Leading actors have written to the Chancellor calling for her to unlock green investment as part of the widespread pension reforms, announced in last night’s Mansion House speech.
A letter has been sent to Rachel Reeves signed by a members of the performing arts trade union Equity. Signatories include Mark Rylance, Olivia Colman, Benedict Cumberbatch, Stephen Fry, Jodie Whittaker and Paapa Essiedu.
This call comes as Equity is moving its £130m pension scheme into a sustainable fund that has extensive fossil fuel exclusions and is aligned with the UN’s Sustainable Development Goals.
The letter calls for Reeves to make the “smart, strategic reforms” that could unlock £1.2 trillion from the pension sector for growing clean energy and infrastructure in the UK.
They say the Government can do this by reforming pension rules and pledging more public finance to generate green growth.

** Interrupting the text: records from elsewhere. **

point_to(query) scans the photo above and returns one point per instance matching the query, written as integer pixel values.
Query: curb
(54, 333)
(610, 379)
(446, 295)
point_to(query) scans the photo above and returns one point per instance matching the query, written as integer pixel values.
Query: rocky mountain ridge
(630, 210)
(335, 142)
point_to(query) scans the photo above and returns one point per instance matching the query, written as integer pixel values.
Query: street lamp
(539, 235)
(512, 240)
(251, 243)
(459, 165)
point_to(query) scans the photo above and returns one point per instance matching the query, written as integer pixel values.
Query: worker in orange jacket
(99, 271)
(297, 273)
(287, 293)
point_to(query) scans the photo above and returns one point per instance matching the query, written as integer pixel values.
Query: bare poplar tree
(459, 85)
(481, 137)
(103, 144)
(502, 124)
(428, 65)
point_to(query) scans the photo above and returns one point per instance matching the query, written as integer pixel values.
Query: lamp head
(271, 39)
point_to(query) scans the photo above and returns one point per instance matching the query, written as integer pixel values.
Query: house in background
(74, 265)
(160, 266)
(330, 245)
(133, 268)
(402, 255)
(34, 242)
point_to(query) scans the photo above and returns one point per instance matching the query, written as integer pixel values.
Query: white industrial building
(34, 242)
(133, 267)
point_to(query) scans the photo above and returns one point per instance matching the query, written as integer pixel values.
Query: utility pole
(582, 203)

It argues this would lower bills and pollution levels, while creating good jobs and a healthy economy.
This letter is backed by the campaign group Make My Money Matter, a non-profit organisation co-founded by filmmaker Richard Curtis.

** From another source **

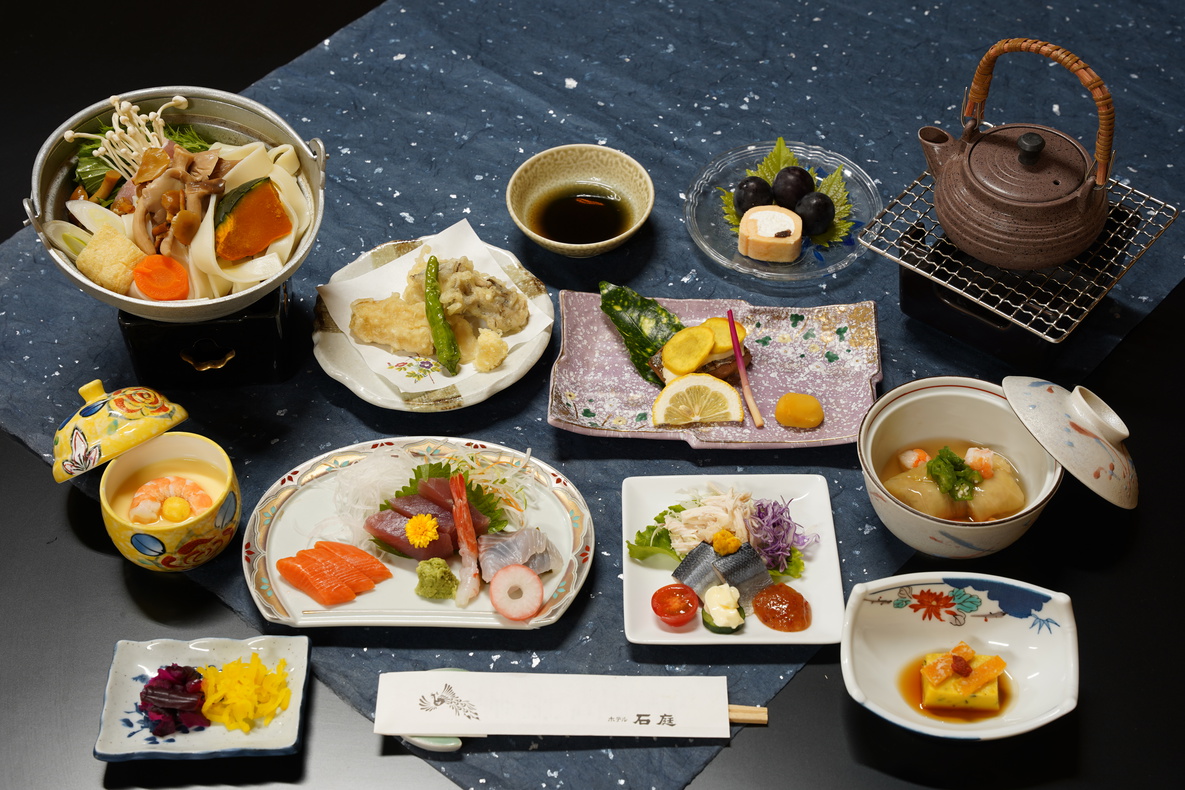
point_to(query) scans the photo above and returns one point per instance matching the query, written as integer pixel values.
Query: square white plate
(645, 498)
(123, 732)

The letter encourages the Labour government to follow through on a key manifesto pledge: requiring financial institutions to adopt science-based plans for limiting global overheating. The letter specifics that this means pension funds, banks and insurers should no longer do business with companies expanding fossil fuels.
The letter also asks the Government to update fiduciary duty law, so that acting in savers’ ‘best interests’ means taking the impacts of climate change and damage to nature into account.

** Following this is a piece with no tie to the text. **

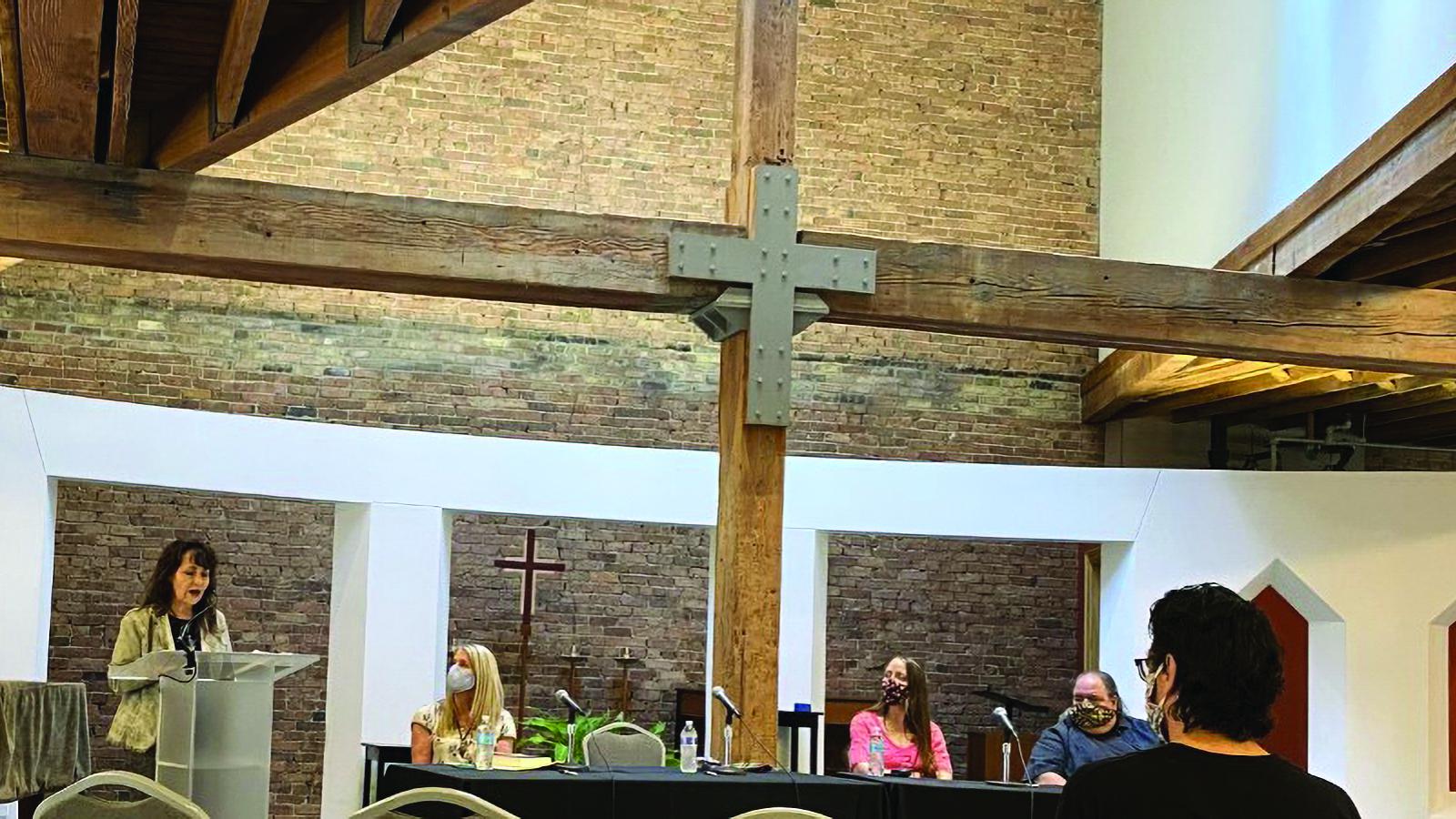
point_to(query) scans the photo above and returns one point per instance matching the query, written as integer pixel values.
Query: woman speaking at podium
(178, 611)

Equity general secretary Paul W Fleming says: “Equity’s members have power because they act together as a collective. The climate crisis is a problem built by capitalism, and capitalism alone won’t fix it. That’s why we need unions like Equity doing all they can to push for change leveraging our members’ pension investments against fossil fuel extraction. We can push the bosses who made this crisis to play their part in the Green Industrial Revolution we need.”
Tony Burdon, CEO of Make My Money Matter says: “Like most savers around the country, Equity members want their pensions to build a better world. This is a positive step to making that a reality. By exploring and developing new reserves, fossil fuel companies undermine our efforts to tackle the climate and nature emergency. If these companies are not part of the solution, they are not fit to be invested in.”
Mark Rylance, Equity member and actor, says: “Divesting from businesses and practices which are not harmonious with life on Earth is, I believe, an essential step for all of us to consider. Pensions are a powerful driver in society. I do not want this time of enormous challenge for all life on our planet to become a story of force, dictatorship, fear and war. Let us change the story by changing ourselves as a union of artists and choosing life over profit.”